2. Davalı-karşı davacı erkek vekili temyiz başvuru dilekçesinde özetle; müvekkilinin istinaf başvurusunun kısmen esastan reddinin doğru olmadığını, Bölge Adliye Mahkemesince yapılan kusur belirlemesinin hatalı olduğunu, zinanın sabit olduğunu, davalarının zina sebebiyle kabulü gerektiğini, kadının davasının reddi gerektiğini, müvekkilinin manevî tazminat talebinin reddinin doğru olmadığını, kadının davasının münhasıran hayat kast sebebine dayalı olduğu halde pek kötü davranış sebebiyle boşanma hükmü kurulmasının doğru olmadığını; kadının başka erkekle yaşadığını, bu sebeple kadın yararına tedbir ve yoksulluk nafakasına hükmolunmasının doğru olmadığını, kadın ve ortak çocuk yararına hükmolunan nafakaların fazla olduğunu, velâyetin müvekkiline verilmesi gerektiğini belirterek istinaf dilekçesinde ileri sürülen gerekçelerle Bölge Adliye Mahkemesi kararının kadının davasının kabulü, zina sebebiyle boşanmaya karar verilmemesi, kusur belirlemesi, reddedilen manevî tazminat talebi, nafakalar, velâyet yönünden bozulmasını talep etmiştir.

C. Gerekçe
1. Uyuşmazlık ve Hukuki Nitelendirme
Uyuşmazlık; açılan boşanma davasında taraflar arasında ortak hayatı temelinden sarsacak derecede ve birliğin devamında imkan vermeyecek nitelikte bir geçimsizlik bulunup bulunmadığı, geçimsizlik var ise kusurun kimden kaynaklandığı, kusur belirlemesinin doğru yapılıp yapılmadığı, kadının davasının pek kötü davranış sebebiyle kabulü ile erkeğin evlilik birliğinin sarsılması nedenli davasının kabulünün yerinde olup olmadığı, erkeğin zina sebebine dayalı davasının kabulü için gerekli şartların mevcut olup olmadığı, kadın yararına maddî ve manevî tazminat verilmesi şartlarının gerçekleşip gerçekleşmediği, erkek yararına manevî tazminat verilmesi şartlarının oluşup oluşmadığı, kadın yararına tedbir ve yoksulluk nafakası ile ortak çocuk yararına tedbir ve iştirak nafakasına hükmedilmesinin yerinde olup olmadığı, nafaka miktarları ile velâyet düzenlemesi noktasında toplanmaktadır.

2. İlgili Hukuk
4721 sayılı Kanun’un 4 üncü maddesi, 161 inci maddesi, 162 nci maddesi, 166 ncı maddesinin birinci ve ikinci fıkrası, 174 üncü maddesinin birinci ve ikinci fıkrası, 175 inci maddesi, 182 nci maddesi, 330 uncu maddesi, 336 ncı maddesi; 6100 sayılı Hukuk Muhakemeleri Kanunu’nun (6100 sayılı Kanun) 369 uncu maddesinin birinci fıkrası, 370 inci maddesi, 371 inci maddesi; 6098 sayılı Türk Borçlar Kanunu’nun 50 inci ve 51 inci maddeleri.

3. Değerlendirme
1.Bölge adliye mahkemelerinin nihai kararlarının bozulması 6100 sayılı Kanun’un 371 inci maddesinde yer alan sebeplerden birinin varlığı hâlinde mümkündür.

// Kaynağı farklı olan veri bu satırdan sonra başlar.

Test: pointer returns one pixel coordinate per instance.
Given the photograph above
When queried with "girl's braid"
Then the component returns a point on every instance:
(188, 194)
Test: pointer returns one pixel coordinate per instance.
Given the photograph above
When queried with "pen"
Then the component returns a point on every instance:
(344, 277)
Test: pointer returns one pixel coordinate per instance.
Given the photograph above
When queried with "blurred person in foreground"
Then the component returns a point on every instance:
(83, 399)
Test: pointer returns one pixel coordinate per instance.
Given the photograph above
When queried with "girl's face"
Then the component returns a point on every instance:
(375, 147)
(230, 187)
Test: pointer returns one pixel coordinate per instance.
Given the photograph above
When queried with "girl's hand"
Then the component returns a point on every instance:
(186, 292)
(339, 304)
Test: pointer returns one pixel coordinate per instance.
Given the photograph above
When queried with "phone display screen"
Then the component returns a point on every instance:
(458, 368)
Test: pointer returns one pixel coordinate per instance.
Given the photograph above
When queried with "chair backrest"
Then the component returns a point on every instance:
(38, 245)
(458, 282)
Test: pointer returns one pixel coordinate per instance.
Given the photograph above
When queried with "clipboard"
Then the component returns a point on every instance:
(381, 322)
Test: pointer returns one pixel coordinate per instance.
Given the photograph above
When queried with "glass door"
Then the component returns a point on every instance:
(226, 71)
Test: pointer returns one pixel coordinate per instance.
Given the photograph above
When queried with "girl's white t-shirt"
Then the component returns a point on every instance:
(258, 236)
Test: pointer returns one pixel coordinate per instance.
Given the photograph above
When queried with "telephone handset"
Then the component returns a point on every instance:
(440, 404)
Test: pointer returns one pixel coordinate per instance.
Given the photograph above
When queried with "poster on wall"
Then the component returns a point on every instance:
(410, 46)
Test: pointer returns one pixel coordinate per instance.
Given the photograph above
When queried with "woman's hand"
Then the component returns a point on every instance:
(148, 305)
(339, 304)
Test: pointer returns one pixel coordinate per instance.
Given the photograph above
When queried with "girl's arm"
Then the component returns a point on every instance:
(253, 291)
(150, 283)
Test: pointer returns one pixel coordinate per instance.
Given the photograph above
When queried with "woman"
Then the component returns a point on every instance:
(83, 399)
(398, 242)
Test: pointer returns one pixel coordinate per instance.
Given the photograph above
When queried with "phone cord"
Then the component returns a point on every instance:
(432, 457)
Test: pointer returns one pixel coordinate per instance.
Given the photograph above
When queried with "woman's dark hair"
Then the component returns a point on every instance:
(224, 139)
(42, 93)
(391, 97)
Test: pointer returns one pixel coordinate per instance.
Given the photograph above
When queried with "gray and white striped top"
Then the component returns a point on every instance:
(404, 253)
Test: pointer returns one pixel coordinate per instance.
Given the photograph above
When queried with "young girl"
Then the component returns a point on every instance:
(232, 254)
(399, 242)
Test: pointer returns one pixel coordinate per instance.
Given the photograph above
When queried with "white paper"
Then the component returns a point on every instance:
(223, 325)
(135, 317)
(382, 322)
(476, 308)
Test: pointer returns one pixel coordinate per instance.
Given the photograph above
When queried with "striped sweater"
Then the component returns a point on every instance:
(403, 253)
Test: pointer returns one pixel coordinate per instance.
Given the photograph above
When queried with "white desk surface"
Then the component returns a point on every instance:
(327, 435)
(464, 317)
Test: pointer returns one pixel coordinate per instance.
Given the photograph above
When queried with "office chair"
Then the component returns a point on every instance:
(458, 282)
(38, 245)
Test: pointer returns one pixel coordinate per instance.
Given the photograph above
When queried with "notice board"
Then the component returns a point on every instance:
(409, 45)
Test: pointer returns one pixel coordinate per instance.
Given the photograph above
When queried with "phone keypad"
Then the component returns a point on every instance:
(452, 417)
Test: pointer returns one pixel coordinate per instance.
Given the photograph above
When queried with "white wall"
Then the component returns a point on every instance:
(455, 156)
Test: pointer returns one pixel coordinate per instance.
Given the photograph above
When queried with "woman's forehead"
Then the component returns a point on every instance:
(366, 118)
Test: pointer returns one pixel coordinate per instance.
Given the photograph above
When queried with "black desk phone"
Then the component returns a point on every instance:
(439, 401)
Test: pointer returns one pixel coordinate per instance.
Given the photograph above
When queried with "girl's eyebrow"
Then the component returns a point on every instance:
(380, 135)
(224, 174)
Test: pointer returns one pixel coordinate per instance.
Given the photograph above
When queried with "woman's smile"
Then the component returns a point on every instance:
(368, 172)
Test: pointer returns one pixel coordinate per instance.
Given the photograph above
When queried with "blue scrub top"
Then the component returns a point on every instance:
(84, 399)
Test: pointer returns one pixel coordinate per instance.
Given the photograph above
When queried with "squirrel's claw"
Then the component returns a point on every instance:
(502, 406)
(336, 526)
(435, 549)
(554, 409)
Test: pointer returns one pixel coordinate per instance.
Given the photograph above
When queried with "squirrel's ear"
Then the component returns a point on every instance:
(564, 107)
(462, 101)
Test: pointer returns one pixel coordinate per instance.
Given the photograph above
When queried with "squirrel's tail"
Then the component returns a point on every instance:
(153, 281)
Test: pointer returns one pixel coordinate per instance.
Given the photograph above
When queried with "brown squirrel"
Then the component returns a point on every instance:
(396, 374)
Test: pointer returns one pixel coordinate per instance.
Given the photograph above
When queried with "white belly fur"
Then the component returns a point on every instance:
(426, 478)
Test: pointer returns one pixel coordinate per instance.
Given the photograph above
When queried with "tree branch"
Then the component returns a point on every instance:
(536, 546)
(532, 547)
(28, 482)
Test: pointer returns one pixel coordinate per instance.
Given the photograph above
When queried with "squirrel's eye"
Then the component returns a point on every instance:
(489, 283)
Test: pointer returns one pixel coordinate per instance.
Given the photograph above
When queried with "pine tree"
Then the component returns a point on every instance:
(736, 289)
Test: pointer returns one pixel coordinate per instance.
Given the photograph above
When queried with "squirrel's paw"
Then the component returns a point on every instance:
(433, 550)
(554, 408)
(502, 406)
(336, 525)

2.Temyizen incelenen karar, tarafların karşılıklı iddia ve savunmalarına, dayandıkları belgelere, uyuşmazlığa uygulanması gereken hukuk kuralları ile hukuki ilişkinin nitelendirilmesine, dava şartlarına, yargılama ve ispat kuralları ile kararda belirtilen gerekçelere göre usul ve kanuna uygun olup taraf vekillerince temyiz dilekçesinde ileri sürülen nedenler kararın bozulmasını gerektirecek nitelikte görülmemiştir.

VI. KARAR
Açıklanan sebeple;
Temyiz olunan Bölge Adliye Mahkemesi kararının 6100 sayılı Kanun’un 370 inci maddesinin birinci fıkrası uyarınca ONANMASINA,

Aşağıda yazılı temyiz giderinin temyiz edenlere yükletilmesine ,

Dosyanın İlk Derece Mahkemesine, kararın bir örneğinin Bölge Adliye Mahkemesine gönderilmesine,

29.03.2023 tarihinde oy birliğiyle karar verildi.